“What is more important for overall health: cardio or muscle building exercises?”

—James, Raleigh, North Carolina

The best exercises are the ones that promote balance. You probably don’t want to be the body builder who can’t run a mile, or the marathoner who can’t lift 10 pounds. The American College of Sports Medicine recommends both cardio and strength training (muscle building) exercises to improve overall health. So what’s the difference between the two, and how can you incorporate them into your routine?

Aerobic exercise

What we commonly call “cardio” is actually aerobic exercise. Aerobic exercise gives the heart and lungs a continuous workout. Aerobic activities tend to move your large muscle groups such as your arms, legs, and hips. This gets your heart pumping and your lungs taking faster, deeper breaths. Aerobic exercise also causes your body to release endorphins, natural chemicals that make you feel good.

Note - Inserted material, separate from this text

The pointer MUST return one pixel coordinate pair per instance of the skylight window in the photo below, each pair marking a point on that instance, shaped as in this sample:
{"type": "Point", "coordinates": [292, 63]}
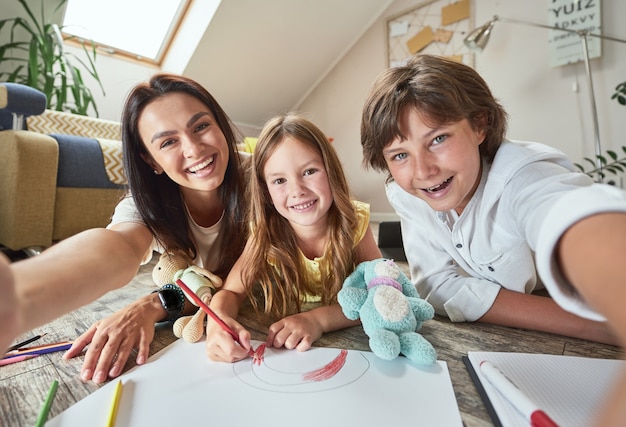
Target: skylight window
{"type": "Point", "coordinates": [142, 29]}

Some examples of aerobic activities include:

  • Brisk walking
  • Running or jogging
  • Biking
  • Dancing
Anaerobic exercise

Anaerobic exercises tend to build and tone muscles, and usually involve faster, more intense movements than aerobic exercises. After an anaerobic workout, your body will continue to use more energy reserves than it would after an aerobic workout, even when your body is at rest.

Some examples of anaerobic activities are:

  • Baseball
  • Tennis
  • Weightlifting
  • Sprinting

The Centers for Disease Control and Prevention recommend that teens get at least 60 minutes of physical activity per day, which should include a mix of aerobic and anaerobic exercise. Try to sprinkle in both types of activities throughout your day so that you can reap the health benefits of each.